NeuroLab’s studies also showed that podcast recall is more likely to sustain over time due to the strong emotional component.

When charting implicit trust associations with brands before and after ad exposure, the advertisements on podcasts grew “subconscious brand trust” while social media ads decreased subconscious brand trust.

At ‘Make Your Brand Memorable: The Neuro-Science Of Audio Messaging,’ similar study results were presented by Pranav Yadav, CEO of Neuro-Insight US, whose panel addressed how audio advertising affects the human subconscious and consumer behavior.

In one study, Yadav showed how the alignment between NPR’s program segments and their sponsored messages helped in making the NPR sponsored messages more memorable to NPR listeners when compared to traditional radio, a testament to the cohesive sonic branding that in layperson’s terms could be described as, “that NPR sound.” 

Podcasts Are Open For Business

The current state of audio marketing, specifically with podcasts, is wide open for brands.

Nick Southwell-Keely, US director of brand partnerships for Acast noted that the podcast industry is expected to pass the $1 billion dollar mark by 2021. “There’s been an explosion this year from investment […] and there are over 700,000 podcasts out there right now.”

According to IAB and PwC’s third annual Podcast Revenue Report, “driving the growth in revenues is podcast listening which continues to surge in the US, increasing 7 percent in one year. In addition to this, “podcast listeners continue to respond well to ads, scoring high marks in terms of engagement with ads as well as responsiveness.”

Janet Levine, head of invention+, a division at Mindshare, noted that with the diversity of voices and stories in the podcasting market, brands can carve out a niche in the space due to its magnitude. 

“Podcasts are so fragmented. Every single brand has the opportunity to own a vertical; they can own a show. There are just enough out there. And because the ecosystem is very much in DTC, it gives bigger brands the opportunity to make a greater impact.”

Panelist Grant Durando, growth marketing consultant at Right Side Up, has high expectations for the state of the market in two years’ time: “From an in-house advertising perspective, we’re going to start to see podcasting [become] one of the major new channels of customer acquisition as opposed to an incidental channel.”

So, why were DTC brands first-adopters of the medium and what does that mean for everyone else?
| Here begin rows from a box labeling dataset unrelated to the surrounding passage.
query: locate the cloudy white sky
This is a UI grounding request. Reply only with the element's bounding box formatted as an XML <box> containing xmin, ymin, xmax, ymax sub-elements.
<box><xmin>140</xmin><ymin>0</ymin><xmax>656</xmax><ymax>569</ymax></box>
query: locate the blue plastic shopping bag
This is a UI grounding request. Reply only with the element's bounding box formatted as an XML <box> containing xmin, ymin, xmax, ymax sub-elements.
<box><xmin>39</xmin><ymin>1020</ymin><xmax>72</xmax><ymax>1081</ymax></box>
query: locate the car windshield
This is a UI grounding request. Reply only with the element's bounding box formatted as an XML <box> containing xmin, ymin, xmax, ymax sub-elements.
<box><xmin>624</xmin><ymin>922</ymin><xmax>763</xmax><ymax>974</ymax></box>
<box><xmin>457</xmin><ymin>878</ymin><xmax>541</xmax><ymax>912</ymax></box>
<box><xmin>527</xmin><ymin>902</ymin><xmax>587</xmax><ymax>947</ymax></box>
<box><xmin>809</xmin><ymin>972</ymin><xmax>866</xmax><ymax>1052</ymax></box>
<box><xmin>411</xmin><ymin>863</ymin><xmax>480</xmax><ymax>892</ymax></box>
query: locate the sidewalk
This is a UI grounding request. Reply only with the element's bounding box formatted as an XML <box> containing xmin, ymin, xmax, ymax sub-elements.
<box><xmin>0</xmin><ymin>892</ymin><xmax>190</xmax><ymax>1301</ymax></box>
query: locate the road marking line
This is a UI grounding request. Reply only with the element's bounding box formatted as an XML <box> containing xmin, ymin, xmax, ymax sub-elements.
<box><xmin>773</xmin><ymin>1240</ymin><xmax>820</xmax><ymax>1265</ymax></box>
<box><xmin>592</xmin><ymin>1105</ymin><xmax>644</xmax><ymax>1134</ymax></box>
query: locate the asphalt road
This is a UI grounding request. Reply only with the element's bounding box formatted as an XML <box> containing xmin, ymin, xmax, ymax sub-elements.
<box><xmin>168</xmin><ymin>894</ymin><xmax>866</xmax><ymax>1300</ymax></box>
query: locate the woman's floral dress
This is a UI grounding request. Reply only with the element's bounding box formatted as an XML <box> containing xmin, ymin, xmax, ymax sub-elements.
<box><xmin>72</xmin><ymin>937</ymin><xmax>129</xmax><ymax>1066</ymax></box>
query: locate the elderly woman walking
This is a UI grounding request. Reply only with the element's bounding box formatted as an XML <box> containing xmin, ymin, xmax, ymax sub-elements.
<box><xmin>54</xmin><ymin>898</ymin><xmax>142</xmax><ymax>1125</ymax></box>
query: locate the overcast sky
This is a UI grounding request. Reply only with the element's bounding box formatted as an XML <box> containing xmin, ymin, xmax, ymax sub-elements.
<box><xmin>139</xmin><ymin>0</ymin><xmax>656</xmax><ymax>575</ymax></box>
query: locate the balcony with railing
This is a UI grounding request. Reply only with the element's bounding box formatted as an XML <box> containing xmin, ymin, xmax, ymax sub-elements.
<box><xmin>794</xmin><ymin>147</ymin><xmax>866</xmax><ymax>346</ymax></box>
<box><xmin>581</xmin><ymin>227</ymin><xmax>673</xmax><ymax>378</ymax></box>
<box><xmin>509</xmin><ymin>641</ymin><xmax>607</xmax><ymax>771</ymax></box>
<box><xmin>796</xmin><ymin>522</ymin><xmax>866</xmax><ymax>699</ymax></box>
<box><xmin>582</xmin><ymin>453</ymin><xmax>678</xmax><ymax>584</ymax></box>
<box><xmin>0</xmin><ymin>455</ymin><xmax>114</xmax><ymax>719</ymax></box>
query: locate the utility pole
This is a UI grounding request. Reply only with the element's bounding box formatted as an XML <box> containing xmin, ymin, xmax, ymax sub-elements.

“About five to six years ago we had a bit of a revolution in DTC products where you had new models coming out, notably the subscription and box model, that was one piece,” explained Durando.

 “And the other piece was, I’m not exactly sure why this happened, you had these innovative products like Ring.com and Casper […] and at the time, podcast advertising was so non-diluted that we were able to buy a spot for 30 seconds and then that endorser would go on for five minutes about how he got a mattress in a box, liked it, kept it, but he could have returned it.”

“That was the moment we were able to do top-funnel messaging, full-on education on a new delivery system for a product and drive it all the way down to the deep funnel, and then finally, it was successful because we had vanity URLs and promo codes, something we’ve used in radio for a decade or so, so listeners were already trained on how to do that,” Durando said.

Brands In The Audio Space

Rob Walker, global director of creative solutions at Spotify, explained how he worked with Snickers at ‘A Brand Strategy, In Audio.’

“You have to start with what’s true about their brand,” he said.

Walker offered an example: “We tend to take what’s true about their brand in terms of their ideas, the key visuals, and try to translate those […] into audio through our data and things we know about our consumers.”

For Snickers, that meant translating the tagline, “You’re Not You When You’re Hungry,” into an audio-only version of the same brand messaging.

“We took people who were switching their usual repertoire of music listening and changing it in a very peculiar way, so someone who listens to pop music is suddenly listening to hardcore metal […] because of all those behavioral signals we pick up using our data we can serve messaging to them in a very contextual, quick way,” Walker said.

“[We used] little audio snippets, almost like little songs […] which spoke to people in those music genres that they just switched to saying, “maybe you’re doing this because you’re hungry.”

For Sabrina Caluori, EVP of digital at HBO, audio was the right channel for marketing Westworld because it aligned so closely with the HBO brand. “Audio is the oldest form of storytelling. What is HBO at its core? High-quality storytelling.”

The Alexa Skill that HBO released, Westworld: The Maze, led to over 500 million earned media impressions and focused on reaching tech early-adopters while echoing the show’s themes of artificial intelligence and our interaction with it⁠—not to mention snagging a Grand Prix in Radio and Audio at Cannes Lions.

The main takeaway from panelists offering guidance to brands around audio was that you can start small but should have the same respect for your audio initiatives as you have for those in the visual medium.

Audrey Arbeeny, founder, CEO and executive producer at Audiobrain, commented that the idea that brands must go “all-in” on audio is one of the biggest misperceptions around audio branding.

“That (audio branding) is a sound logo or single asset.”

To Arbeeny and others, audio branding requires a cohesive approach with respect to the context and content of a brand’s messaging in spaces where visual advertising is either unable to penetrate or simply ineffective.

At the end of the day, panelists echoed the same sentiments toward strategizing around audio. That is, this type of marketing isn’t reinventing the wheel when it comes to foundational ideas for brand success. 

“Be authentic, understand your brand and understand that the experience of your audience is paramount now,” said Abbey Klaassen, NY president of 360i. “Treat your sonic portfolio with the same respect you treat other aspects of your brand.”